The Route — Giro d'Italia
The Giro d'Italia route changes every year, but the shape of it does not. Three weeks, three jersey-defining terrains: flat days for the sprinters, mid-mountain days for the breakaway, and a back loaded with high-mountain stages in the Dolomites and Alps where the race is actually won. Read the route first and the betting follows. Prices are fixed-odds, settled in rand once the result is official.
The route, broken down
A grand-tour route is a sequence of stage types, and each one is its own betting puzzle. Flat sprint stages bunch the peloton together for a mass gallop — fast men and their lead-out trains decide these, and the general classification (GC) riders just want to finish safely. Hilly stages suit the puncheurs and rolling breakaways: too hard for the pure sprinters, not hard enough to split the favourites. High-mountain stages are the heart of the Giro — long days in the Dolomites and Alps with summit finishes where the GC contenders go head-to-head and minutes change hands.
The Giro loves its monuments. The Cima Coppi is the highest point of any given edition and carries extra mountains-classification points — recent climbs to hold the honour include the Passo dello Stelvio at over 2,750m. Add the Mortirolo, a brutally steep wall that has decided editions outright, and the Monte Zoncolan, one of the steepest finishes in pro cycling, and you have terrain that punishes anyone short on pure climbing. Individual time trials swing the balance the other way, rewarding the powerful all-rounders who can limit losses in the mountains and claw time back alone against the clock.
One Giro-specific factor: weather.
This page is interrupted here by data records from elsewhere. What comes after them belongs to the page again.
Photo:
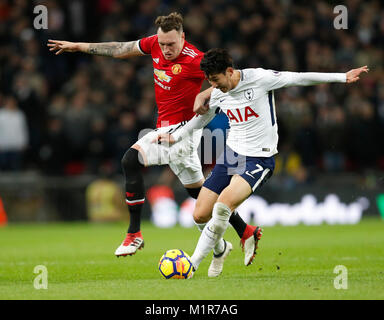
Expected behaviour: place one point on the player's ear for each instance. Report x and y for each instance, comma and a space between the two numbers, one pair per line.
230, 71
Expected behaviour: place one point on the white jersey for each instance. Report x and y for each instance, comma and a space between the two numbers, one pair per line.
250, 108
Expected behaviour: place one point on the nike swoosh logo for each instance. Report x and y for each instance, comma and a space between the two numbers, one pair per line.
247, 173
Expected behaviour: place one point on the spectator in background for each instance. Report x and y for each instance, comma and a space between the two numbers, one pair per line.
301, 37
13, 135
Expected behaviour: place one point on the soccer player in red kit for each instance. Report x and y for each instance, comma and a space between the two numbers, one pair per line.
177, 80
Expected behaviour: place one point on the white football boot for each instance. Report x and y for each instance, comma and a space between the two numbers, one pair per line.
217, 264
131, 243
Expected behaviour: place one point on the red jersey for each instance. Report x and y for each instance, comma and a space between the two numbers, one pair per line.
177, 82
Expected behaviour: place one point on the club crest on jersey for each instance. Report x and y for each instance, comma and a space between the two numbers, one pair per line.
162, 76
176, 69
241, 115
248, 94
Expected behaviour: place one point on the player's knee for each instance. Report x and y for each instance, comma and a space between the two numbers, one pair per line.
199, 218
220, 217
131, 160
221, 211
193, 192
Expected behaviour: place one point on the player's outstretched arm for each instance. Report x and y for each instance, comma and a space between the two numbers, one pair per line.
354, 74
200, 105
111, 49
197, 122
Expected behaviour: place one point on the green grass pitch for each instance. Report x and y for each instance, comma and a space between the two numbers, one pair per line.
292, 263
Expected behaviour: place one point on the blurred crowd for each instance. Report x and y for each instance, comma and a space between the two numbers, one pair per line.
76, 113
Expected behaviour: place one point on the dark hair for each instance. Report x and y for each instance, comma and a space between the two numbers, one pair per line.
216, 61
173, 21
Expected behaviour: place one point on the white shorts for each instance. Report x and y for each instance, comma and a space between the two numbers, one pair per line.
181, 157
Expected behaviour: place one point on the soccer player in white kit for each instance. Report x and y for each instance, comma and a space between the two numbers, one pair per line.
246, 97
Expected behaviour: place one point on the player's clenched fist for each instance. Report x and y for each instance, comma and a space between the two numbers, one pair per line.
353, 75
61, 46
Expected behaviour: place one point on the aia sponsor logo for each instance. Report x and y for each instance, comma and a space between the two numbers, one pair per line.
241, 115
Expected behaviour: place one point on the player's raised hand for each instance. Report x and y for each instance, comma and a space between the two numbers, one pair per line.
354, 74
62, 46
164, 138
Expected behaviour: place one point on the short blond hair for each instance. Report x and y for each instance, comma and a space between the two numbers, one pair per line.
173, 21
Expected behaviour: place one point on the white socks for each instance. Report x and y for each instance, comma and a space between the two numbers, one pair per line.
212, 233
219, 247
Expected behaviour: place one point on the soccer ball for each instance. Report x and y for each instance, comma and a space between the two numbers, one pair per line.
175, 264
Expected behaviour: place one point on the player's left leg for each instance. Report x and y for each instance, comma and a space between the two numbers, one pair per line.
214, 230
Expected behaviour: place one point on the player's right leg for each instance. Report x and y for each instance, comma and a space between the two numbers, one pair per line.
132, 165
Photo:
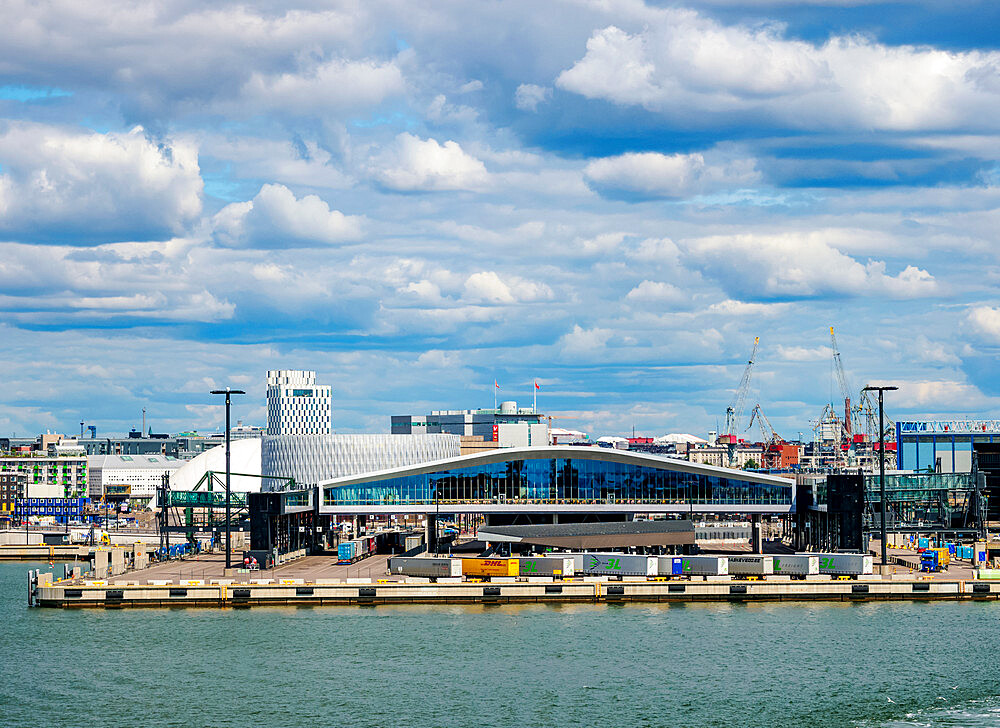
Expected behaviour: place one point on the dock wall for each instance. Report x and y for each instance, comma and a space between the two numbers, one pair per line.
292, 592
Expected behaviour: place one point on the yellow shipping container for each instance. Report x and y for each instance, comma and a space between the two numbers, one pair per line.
490, 567
944, 557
The race runs in May, the high passes still hold snow, and cold or fresh snowfall regularly forces organisers to shorten, reroute or neutralise mountain stages — sometimes at short notice. A summit finish on paper is not guaranteed to happen as drawn. See how the route fits the wider picture in our grand tours guide, and compare it with the Tour de France and Vuelta a Espana.
What the route means for betting
The route tells you where to spend your money. With the decisive stages stacked in the final week, the overall winner market is really a bet on who survives the Dolomites and Alps, not who looks best in week one. If an edition is light on time-trial kilometres and heavy on summit finishes, the price should swing toward a pure climber; a longer time trial puts a premium on the complete GC rider who can also descend and stay upright.
The weather risk is a genuine edge if you respect it. A climber who handles cold, wet, high-altitude racing is worth more than one whose form is built on dry conditions — and a neutralised or shortened stage can quietly lock in a GC gap that was meant to be bridged later. For day-to-day plays, the route also dictates the stage winner markets. Learn the mechanics in our bet types and Cycling betting guides, then build your card around the Giro d'Italia route.
Frequently asked questions
What is the Cima Coppi?
The Cima Coppi is the highest point of a given Giro d'Italia route, named after Fausto Coppi. It carries extra mountains-classification points and is often a fearsome high pass such as the Passo dello Stelvio, which sits above 2,750 metres.
Can Giro mountain stages really be shortened or cancelled?
Yes. The Giro runs in May when the high passes can still hold snow, so cold weather or fresh snowfall sometimes forces organisers to shorten, reroute or neutralise mountain stages, occasionally at short notice. A summit finish drawn on the map is not guaranteed to be raced exactly as planned.